The Great Meltdown


Ice cream with no future

Putting all factors together paints a depressing picture for the future. “Model simulations make it clear that there will be further losses from the glaciers,” says ETH glaciologist Daniel Farinotti. “Even if the 1.5 degree target is reached, the Alpine glaciers would lose around 60 percent of their total volume by the end of the century.” “For the glaciers of the Alps, every half a degree that we slow down the warming really counts,” says the researcher.

Five of them are in Germany, their fate seems inevitable. “In the 2030s they will probably all have disappeared,” says Christoph Mayer from the Bavarian Academy of Sciences. The Höllentalferner in the west of the Wetterstein Mountains will probably last the longest. “It is largely fed by avalanches and is partly in a steep valley and therefore in the shade.”

However, unlike the larger and higher-lying ice masses in neighboring countries, the five German glaciers are only temporary phenomena in the history of the earth.
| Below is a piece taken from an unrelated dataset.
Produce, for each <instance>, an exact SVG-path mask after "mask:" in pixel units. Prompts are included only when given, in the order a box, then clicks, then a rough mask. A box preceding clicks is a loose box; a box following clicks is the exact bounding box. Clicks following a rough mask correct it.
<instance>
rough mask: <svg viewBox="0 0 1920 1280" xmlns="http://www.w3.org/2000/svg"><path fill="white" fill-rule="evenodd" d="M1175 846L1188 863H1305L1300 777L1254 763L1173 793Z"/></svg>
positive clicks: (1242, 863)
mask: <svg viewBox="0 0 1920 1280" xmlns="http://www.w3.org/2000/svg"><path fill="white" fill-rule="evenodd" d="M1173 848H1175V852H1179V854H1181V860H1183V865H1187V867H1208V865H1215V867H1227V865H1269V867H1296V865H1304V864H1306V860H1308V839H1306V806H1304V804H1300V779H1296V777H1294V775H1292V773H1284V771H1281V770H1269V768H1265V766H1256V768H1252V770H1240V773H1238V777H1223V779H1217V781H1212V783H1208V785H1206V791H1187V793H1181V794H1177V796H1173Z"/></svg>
Since the end of the last Ice Age 18,000 years ago, the glaciers in today’s Bavaria have probably disappeared and returned several times, says Mayer. “Perhaps they were not present in the climatic optimum of the Middle Ages and only formed in the Little Ice Age from the 15th century.” Thanks to their retreat, it might be possible to narrow down the time of their origin. “Perhaps we can find wood that can be dated using dendrochronology or C14 methods, then we can tell when the vegetation was displaced by the ice.”

© Manuel Schwarz / dpa / picture alliance (detail)
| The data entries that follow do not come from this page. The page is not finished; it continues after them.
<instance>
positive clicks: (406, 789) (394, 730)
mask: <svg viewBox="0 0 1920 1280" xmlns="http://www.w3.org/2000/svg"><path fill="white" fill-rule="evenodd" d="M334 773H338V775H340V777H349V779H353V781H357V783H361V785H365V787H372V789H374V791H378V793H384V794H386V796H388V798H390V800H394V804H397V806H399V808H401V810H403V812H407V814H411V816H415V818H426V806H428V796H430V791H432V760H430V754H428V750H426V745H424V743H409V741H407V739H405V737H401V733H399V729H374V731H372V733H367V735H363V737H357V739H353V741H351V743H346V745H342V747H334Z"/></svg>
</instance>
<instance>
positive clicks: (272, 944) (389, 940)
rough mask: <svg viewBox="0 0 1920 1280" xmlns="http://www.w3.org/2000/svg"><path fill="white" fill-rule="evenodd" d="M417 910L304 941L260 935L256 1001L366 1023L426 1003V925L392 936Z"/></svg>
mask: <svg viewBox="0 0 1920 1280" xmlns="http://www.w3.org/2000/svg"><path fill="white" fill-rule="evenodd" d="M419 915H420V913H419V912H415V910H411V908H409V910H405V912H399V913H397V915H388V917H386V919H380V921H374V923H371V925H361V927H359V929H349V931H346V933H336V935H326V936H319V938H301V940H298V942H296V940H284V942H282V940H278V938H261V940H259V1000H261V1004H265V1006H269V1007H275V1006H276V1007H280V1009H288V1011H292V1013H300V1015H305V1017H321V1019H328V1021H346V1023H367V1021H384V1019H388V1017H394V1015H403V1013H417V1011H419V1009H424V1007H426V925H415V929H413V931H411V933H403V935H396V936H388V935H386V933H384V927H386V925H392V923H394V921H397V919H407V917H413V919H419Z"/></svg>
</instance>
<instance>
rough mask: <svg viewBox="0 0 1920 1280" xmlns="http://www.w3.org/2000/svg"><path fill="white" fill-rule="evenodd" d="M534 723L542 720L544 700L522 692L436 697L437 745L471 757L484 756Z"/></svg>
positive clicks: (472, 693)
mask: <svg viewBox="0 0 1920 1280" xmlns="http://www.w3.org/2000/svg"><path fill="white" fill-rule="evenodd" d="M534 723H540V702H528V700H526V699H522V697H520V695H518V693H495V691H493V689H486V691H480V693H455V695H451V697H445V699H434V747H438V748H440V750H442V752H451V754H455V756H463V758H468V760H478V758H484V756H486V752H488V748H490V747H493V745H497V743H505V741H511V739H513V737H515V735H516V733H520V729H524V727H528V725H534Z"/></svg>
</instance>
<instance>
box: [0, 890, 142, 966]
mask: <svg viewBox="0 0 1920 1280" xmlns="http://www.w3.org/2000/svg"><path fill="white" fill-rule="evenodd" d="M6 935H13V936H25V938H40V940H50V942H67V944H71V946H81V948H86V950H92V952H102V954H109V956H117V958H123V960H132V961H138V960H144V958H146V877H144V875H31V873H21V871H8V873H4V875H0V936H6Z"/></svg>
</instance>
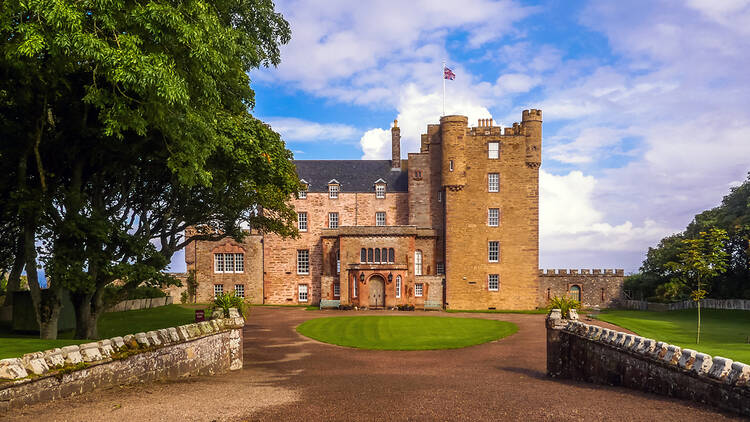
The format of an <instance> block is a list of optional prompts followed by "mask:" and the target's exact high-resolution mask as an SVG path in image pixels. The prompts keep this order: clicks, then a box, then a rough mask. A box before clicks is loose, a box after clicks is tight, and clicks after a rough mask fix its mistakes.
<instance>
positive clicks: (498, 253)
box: [487, 240, 500, 262]
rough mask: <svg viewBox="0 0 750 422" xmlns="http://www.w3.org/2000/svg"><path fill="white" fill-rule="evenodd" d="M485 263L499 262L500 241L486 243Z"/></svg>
mask: <svg viewBox="0 0 750 422" xmlns="http://www.w3.org/2000/svg"><path fill="white" fill-rule="evenodd" d="M487 261H488V262H500V241H499V240H490V241H488V242H487Z"/></svg>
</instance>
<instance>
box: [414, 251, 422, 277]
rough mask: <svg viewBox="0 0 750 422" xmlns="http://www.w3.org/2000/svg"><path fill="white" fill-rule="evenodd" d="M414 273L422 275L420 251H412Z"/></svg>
mask: <svg viewBox="0 0 750 422" xmlns="http://www.w3.org/2000/svg"><path fill="white" fill-rule="evenodd" d="M414 275H422V251H420V250H416V251H414Z"/></svg>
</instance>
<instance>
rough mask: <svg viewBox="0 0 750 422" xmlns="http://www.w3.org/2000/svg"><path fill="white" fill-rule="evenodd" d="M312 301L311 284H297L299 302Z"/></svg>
mask: <svg viewBox="0 0 750 422" xmlns="http://www.w3.org/2000/svg"><path fill="white" fill-rule="evenodd" d="M309 301H310V286H308V285H307V284H298V285H297V302H305V303H307V302H309Z"/></svg>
Broken glacier on the Marmolada | Since the deadly ice fall on the Marmolada, public awareness of the vulnerability of the Alps to climate change has also increased.

Glacier archeology could make significant discoveries in the years of melting, just think of »Ötzi«. But it has to be quick. “Mostly organic material is exposed,” says Mayer. “It decomposes quickly and must be recorded quickly.” The Bavarian Academy of Sciences therefore wants to expand this research more in order to be on site quickly when finds are found and to learn a lot from them. In addition to the – possible – successes for archeology, the glacier shrinkage brings considerable problems. “Glaciers cool their surroundings,” says Mayer. »If they are missing, it gets warmer, which affects flora and fauna.« The water balance of the mountains is also changing, as was already observed this summer: the Lech hardly carried any water, and in places people hiked on the river bed. “The river was empty because there are only small glaciers upstream,” explains the researcher. The Inn is completely different. “It was full because there are large glaciers in its catchment area and they supplied a lot of meltwater in the summer.”

future without ice

As with the Inn, glaciers provide sufficient water in many places. “They deliver when it’s particularly needed: in the summer,” says Farinotti. For agriculture, for cooling power plants, for hydroelectric power plants. “The inner valleys of Valais and the Rhone Valley are particularly vulnerable, they still get enough glacial water, it will be drier there in the future.”

The thawing affects not only the glaciers, but the entire subsoil in the high mountains. According to Farinotti, this can affect stability and increase the risk of rockfalls. “The landscape will change a lot, it will increasingly resemble the Dolomites,” he says. “Where the glaciers give way, hundreds of lakes will appear by 2100.” They could be new destinations for tourism, which also has to adapt.